The difference in viewpoints could not be more stark. On the one hand, religious conservatives believe that from the moment of conception, God has conferred life; and any of God’s creations have a moral destiny and a potential rendezvous in Heaven. Progressives believe that fertilization, conception, and birth are matters of human fertility, no more no less.  Life indeed begins at birth when the newborn takes his place in the society of men and no sooner.

Yet despite these profound philosophical differences, why should those women advocating a pro-life position be excluded from the discussions on women’s rights?  Women who decide against abortion and choose to give birth to a child should have equal social rights to those who do not.  Child care, easy adoption procedures, counseling should be as much a part of women’s rights as the right to terminate a pregnancy. Women who opt for having children and who demand a more family-friendly work environment should be in lockstep with all women who have no children but who want equal pay for equal work – a sisterhood of common interests.

Yet pro-life women are excluded from Women’s Marches, colloquia, and debate.  For those who are pro-choice, a woman’s unique and sovereign control of her own body is undeniable, absolute, and permanent.  Any discussion about fetal rights, the rights of the father, or a woman’s right to choose birth is tabled.  It is settled science, philosophy, morality, and principle.  Worse, it is exclusionary, elitist, and self-defeating.
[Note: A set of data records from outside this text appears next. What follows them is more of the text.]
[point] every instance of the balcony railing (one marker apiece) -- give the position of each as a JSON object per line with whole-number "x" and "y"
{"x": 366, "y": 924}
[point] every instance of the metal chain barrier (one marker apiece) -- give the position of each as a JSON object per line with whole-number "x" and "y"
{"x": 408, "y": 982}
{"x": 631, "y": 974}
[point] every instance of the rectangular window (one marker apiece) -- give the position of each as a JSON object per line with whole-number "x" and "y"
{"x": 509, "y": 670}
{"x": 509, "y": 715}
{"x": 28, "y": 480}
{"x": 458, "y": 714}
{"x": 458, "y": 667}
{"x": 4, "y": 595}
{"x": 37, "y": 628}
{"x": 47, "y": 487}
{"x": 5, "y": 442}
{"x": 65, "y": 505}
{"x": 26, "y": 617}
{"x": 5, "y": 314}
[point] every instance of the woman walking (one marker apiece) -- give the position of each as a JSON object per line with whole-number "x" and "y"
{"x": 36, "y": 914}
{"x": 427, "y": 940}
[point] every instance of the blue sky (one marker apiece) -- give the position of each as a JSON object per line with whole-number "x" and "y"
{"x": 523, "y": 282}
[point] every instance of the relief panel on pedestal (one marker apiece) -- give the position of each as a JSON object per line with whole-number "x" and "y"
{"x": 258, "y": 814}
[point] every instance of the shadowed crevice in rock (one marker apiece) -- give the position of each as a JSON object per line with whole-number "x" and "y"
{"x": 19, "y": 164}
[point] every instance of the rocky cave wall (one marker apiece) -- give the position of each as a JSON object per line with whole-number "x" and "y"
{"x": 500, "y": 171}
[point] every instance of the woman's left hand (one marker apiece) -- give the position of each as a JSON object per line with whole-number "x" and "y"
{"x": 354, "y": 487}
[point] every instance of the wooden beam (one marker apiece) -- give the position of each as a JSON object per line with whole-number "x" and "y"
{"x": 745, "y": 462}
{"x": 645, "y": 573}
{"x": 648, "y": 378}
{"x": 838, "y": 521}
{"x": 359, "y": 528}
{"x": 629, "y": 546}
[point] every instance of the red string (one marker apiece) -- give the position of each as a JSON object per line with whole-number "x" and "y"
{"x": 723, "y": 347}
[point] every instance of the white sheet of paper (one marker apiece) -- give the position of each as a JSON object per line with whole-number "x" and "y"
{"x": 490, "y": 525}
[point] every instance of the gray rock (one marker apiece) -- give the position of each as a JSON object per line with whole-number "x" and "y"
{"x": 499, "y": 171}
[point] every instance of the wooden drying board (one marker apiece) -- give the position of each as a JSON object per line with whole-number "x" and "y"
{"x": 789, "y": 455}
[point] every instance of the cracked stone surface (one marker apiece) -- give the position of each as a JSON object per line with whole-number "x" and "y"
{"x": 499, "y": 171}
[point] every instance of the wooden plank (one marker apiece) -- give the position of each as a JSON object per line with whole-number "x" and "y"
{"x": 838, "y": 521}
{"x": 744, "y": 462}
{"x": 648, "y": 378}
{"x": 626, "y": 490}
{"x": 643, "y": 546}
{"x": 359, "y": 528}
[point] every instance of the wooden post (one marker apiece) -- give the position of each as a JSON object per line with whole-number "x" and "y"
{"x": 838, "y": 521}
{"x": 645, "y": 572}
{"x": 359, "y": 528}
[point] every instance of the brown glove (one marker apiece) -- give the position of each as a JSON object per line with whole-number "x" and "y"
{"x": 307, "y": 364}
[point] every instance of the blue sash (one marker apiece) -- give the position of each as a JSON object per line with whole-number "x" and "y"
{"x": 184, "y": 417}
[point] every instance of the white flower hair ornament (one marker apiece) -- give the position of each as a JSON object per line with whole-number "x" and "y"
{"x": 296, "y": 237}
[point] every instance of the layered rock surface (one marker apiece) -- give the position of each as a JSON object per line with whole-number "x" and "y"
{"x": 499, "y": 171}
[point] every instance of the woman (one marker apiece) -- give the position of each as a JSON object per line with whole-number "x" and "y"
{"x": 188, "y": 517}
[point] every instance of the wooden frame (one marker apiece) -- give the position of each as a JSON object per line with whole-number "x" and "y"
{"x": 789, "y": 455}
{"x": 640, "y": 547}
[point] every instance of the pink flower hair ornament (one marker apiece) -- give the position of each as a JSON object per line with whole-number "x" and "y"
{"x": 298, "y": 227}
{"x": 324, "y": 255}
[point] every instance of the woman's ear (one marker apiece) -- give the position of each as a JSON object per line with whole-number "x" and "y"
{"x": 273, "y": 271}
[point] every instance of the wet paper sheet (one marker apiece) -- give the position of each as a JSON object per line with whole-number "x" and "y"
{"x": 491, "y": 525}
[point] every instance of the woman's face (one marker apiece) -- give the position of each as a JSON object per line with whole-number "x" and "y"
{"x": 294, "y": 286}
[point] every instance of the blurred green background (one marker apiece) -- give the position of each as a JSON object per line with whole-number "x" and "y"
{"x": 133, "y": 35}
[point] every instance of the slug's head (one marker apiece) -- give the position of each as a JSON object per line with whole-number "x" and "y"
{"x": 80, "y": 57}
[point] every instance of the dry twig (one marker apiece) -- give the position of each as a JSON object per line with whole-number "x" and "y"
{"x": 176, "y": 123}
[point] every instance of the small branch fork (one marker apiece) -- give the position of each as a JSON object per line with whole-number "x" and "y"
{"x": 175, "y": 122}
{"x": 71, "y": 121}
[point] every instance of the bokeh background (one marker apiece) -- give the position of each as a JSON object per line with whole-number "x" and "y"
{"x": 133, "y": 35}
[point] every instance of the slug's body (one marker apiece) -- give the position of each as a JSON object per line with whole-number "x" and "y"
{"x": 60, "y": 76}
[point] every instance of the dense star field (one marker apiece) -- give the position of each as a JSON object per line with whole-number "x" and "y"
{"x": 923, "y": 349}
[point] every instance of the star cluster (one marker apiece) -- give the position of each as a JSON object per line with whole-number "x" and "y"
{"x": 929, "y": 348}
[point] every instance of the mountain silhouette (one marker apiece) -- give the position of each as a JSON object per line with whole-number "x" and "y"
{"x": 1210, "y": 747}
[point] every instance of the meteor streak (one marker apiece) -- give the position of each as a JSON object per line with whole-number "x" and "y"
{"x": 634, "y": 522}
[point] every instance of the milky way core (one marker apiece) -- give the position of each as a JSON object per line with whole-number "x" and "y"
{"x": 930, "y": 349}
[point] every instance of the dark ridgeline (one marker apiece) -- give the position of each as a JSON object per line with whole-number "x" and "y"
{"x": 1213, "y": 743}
The reason why the reproductive rights door has been so firmly closed has nothing to do with these rights, abortion, or child care.  It has to do with doctrinal purity, political solidarity, and the incorrigibility of principle.  The progressive canon has been explicated, promoted, and disseminated widely.  There are those who buy in, support, and defend it; and those who do not.  But the ranks have long ago closed.  Membership in the progressive club requires certain credentials, and pro-choice is one of them.

It is of no consequence that women who choose to bring their babies to term have rights that have been either ignored, abrogated, or dismissed.  It matters not that pro-life women have legitimate moral, ethical, and spiritual claims.  It matter least that these women have espoused a moral principle as valid as that of their pro-choice sisters if not more.

The recent Women’s Marches were organized not so much as protests for women’s rights as to promote and demand fulfillment of a particular progressive political agenda.  Abortion rights, it is argued, are no different from other women’s rights – equal opportunity, freedom from sexual abuse and intimidation, and freedom to choose from a variety of gender alternatives.  Abortion rights and women’s rights are smaller parts of a larger vision – one of inclusivity and identity with related causes.  Those who understand and promote women’s rights naturally turn to gay rights, environmental rights, and human rights.  Taken at its broadest, this political vision has as its foundation anti-capitalism, a socio-economic system which favors only the few, the privileged, and the fortunate.  It is no wonder, then, that conservative groups are excluded.  Marx again rears his head.

This is all understandable.  All social groups need cohesion, solidarity, and philosophical purity.  Marches always are exclusive and tend to marginalize those who do not espouse their principles and purpose.  Marchers want the same solidarity, the same camaraderie, and the same sisterhood. Marching is always done less for political purpose than for social coherence.

More than most issues facing the American electorate, abortion is the most divisive.  Deciding it must necessarily include considerations of science, morality, ethics, justice, civil and individual rights, and religion – and since people rarely agree on any one of these factors, agreeing on all of them is almost impossible.  And given the nature of abortion – or more aptly put, the nature of life – compromise comes with difficulty if at all.